Moleboheng Morabe, an unemployed single mom to a grade four girl at Gonyane Primary, however, warns that: “It does not help to get your daughter injected without talking to her, because this information is much better when it comes from parents.”
Qhautse is glad she has brought the subject up with her little girl. “Something clicked in my daughter’s head, then I started to realise there is [already] some information in her about sex,” she says.
“Thupa e kojwa e sa le metsi [you can only bend the branch of a tree while still fresh],” Moleboheng quotes an old Sotho saying, looking very serious. “It is better to talk to our children now, when they are still young, if we want them to grow up with knowledge.”
Ramatamo Sehoai is a Bhekisisa fellow
Tips for telling kids about sex
Start early. If you wait until high school, there’s a chance your children will know more than you do. Plus, you’ll miss the opportunity to give your kids some context when they start learning about sex from television and other media channels.
Get over yourself. We all have hang-ups when it comes to sex, and it’s not entirely realistic to ask people to get over them completely. But if we are going to give our kids honest and useful information, we need to find a way to get comfortable talking about the facts, feelings and values associated with sex.
Practise the words. Like “penis”. Or “vagina”. Say them out loud, so that you sound natural. Not only is it a good idea to give children the actual words, so that people can understand should they ever have to explain something that happened, it helps avoid future hang-ups if we are matter-of-fact and biological.
Read up on the details. If you aren’t entirely clear on how things like ovulation work or what chlamydia is, you might want to google them. You don’t need to elaborate. You don’t necessarily need to explain exactly how the sperm gets into the vagina, for example; it’s okay just to say that it does. If they ask, answer the question as simply as possible.

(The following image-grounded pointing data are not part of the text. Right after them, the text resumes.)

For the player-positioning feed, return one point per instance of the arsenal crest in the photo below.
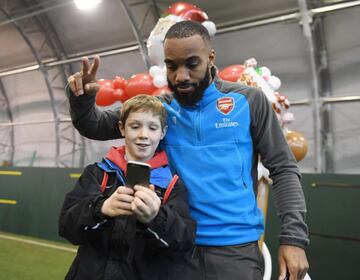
(225, 105)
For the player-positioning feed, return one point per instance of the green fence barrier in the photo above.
(31, 198)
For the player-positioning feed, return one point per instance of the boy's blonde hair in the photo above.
(143, 103)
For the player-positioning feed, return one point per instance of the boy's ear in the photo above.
(164, 130)
(121, 128)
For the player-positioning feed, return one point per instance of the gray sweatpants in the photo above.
(236, 262)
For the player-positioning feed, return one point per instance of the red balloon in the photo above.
(120, 95)
(105, 82)
(161, 91)
(232, 73)
(140, 84)
(105, 96)
(119, 82)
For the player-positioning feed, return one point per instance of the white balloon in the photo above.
(160, 81)
(155, 71)
(265, 72)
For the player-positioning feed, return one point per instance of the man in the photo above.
(216, 131)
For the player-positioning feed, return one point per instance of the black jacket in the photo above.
(123, 248)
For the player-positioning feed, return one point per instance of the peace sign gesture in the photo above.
(85, 80)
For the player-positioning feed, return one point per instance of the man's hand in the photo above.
(292, 262)
(146, 203)
(119, 203)
(85, 80)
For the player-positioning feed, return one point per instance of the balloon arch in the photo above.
(155, 82)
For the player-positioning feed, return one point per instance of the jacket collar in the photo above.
(117, 156)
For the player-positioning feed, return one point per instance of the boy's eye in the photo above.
(170, 66)
(154, 128)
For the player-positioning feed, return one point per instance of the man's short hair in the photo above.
(188, 28)
(143, 103)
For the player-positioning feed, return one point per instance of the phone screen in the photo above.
(137, 173)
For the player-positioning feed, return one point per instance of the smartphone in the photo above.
(137, 173)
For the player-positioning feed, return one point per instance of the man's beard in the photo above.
(190, 99)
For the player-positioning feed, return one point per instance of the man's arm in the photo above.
(86, 117)
(173, 224)
(270, 143)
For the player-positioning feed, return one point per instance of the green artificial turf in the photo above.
(22, 261)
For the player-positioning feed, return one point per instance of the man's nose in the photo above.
(182, 75)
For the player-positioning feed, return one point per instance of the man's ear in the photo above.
(121, 128)
(212, 57)
(164, 130)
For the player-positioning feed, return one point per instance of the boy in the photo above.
(129, 233)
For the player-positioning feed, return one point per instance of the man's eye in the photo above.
(192, 65)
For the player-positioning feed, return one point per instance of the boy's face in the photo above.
(142, 132)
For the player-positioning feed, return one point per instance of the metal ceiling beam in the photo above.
(325, 90)
(47, 82)
(37, 12)
(137, 32)
(135, 47)
(10, 117)
(306, 20)
(65, 70)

And finally, keep talking about it. – Claire McCarthy
What kids understand by age
Ages 2 to 3: The right words for private body parts, such as “penis” and “vagina”.
Ages 3 to 4: Where a baby comes from. But a simple “Mom has a uterus inside her tummy, where you lived until you were big enough to be born” is fine.
Ages 4 to 5: How a baby is born. Stick with “When you were ready to be born, the uterus pushed you out through Mommy’s vagina.”
Ages 5 to 6: A general idea of how babies are made. (“Mom and Dad made you.”) Or if your child demands more details: “A tiny cell inside Dad called a sperm joined with a tiny cell inside Mom, called an egg.”
Ages 6 to 7: A basic understanding of intercourse. You can say, “Nature [or God] created male and female bodies to fit together like puzzle pieces. When the penis and the vagina fit together, sperm, like tadpoles, swim through the penis and up to the egg.” Explain what you think about sex and relationships. Like: “Sex is one of the ways people show love for each other.”
Ages 8 to 9: That sex is important, which your child has probably picked up from the media and his and her peers. A child this age can handle a basic explanation on just about any topic, including rape. (“Remember when we talked about sex it is being part of a loving relationship. Rape is when someone forces another person to have sex, and that’s wrong.”)
Ages 9 to 11: What changes happen during puberty. Also be ready to discuss sex-related topics your child sees in the news.
Age 12: Kids formulate own values, so check in often to provide a better context for the information your child’s getting. But avoid overkill – or you’ll be tuned out.